IndexError: list index out of range

...Well, that didn't exactly work out like we were hoping. What went wrong?

If the list index is out of range, it must mean that the search returned no results. Let's see...

In [4]:
print(search_results['total_hits'])

0


Aha, we've found the problem. Let's try simplifying the search a little, this time only looking for 10x seq.

In [5]:
query = {
    "query": {
        "match": {
            "files.dissociation_protocol_json.dissociation_method.text": "10x_v2"
        }
    }
}

Now that we've abandoned half the query, we should get some results.

In [6]:
search_results = client.post_search(es_query=query, replica='aws', output_format='raw')
print(search_results['total_hits'])

14070


That's a lot of bundles with 10x sequencing. Why aren't we getting any that also contain data on T cells?

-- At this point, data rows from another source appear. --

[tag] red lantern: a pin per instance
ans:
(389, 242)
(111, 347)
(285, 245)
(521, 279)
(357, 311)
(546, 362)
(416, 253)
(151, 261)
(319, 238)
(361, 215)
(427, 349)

Let's search using the other half of the query and find out.

In [7]:
query = {
    "query": {
        "regexp": {
            "files.cell_suspension_json.selected_cell_type.text": {
                "value": ".*T\\ cell"
            }
        }
    }
}

Okay, let's see how many bundles with T cells there are.

In [8]:
search_results = client.post_search(es_query=query, replica='aws', output_format='raw')
print(search_results['total_hits'])

1183


It looks like there are also plenty of bundles with T cells, so why aren't we getting any that also have 10x sequencing? Maybe we can examine part of a bundle to get a better idea of what's going on.

In [9]:
print(json.dumps(search_results['results'][0]['metadata']['files']['dissociation_protocol_json'][0], indent=4, sort_keys=True))

{
    "describedBy": "http://schema.staging.data.humancellatlas.org/type/protocol/biomaterial_collection/5.0.3/dissociation_protocol",
    "dissociation_method": {
        "ontology": "EFO:0009129",
        "text": "mechanical dissociation"
    },
    "protocol_core": {
        "document": "TissueDissociationProtocol.pdf",
        "protocol_id": "tissue_dissociation_protocol",
        "protocol_name": "Extracting cells from lymph nodes"
    },
    "provenance": {
        "document_id": "40056e47-131d-4c6e-a884-a927bfccf8ce",
        "submission_date": "2018-09-13T18:02:23.415Z",
        "update_date": "2018-09-13T18:02:29.781Z"
    },
    "schema_type": "protocol"
}


Looking at the first bundle, it would seem that all the cells recorded here were sequenced via mechanical dissociation. What about the other bundles?

In [10]:
print( '10x_2' in search_results['results'] )

False


Well, there's our answer! It would seem that there aren't any data on 10x seq in any of these bundles, meaning there aren't any bundles containing data on both T cells and 10x sequencing.

Still, I'm not quite satisfied yet; I want to actually see some results from a compound query. I know that a common practice of breaking down hematopoietic system tissue (which often contains T cells) is by means of _mechanical dissociation_. Maybe we can find some bundles with data on T cells and this method instead.

In [11]:
query = {
    "query": {
        "bool": {
            "must": [
                {
                    "match": {
                        "files.dissociation_protocol_json.dissociation_method.text": "mechanical dissociation"
                    }
                },
                {
                    "regexp": {
                        "files.cell_suspension_json.selected_cell_type.text": {
                            "value": ".*T\\ cell"
                        }
                    }
                }
            ]
        }
    }
}

And now to run a search on it...

In [12]:
search_results = client.post_search(es_query=query, replica='aws', output_format='raw')
print(search_results['total_hits'])

1183


There we go! Our query with two parameters worked. It looks like all the bundles with T cell data have a _mechanical_ dissociation method.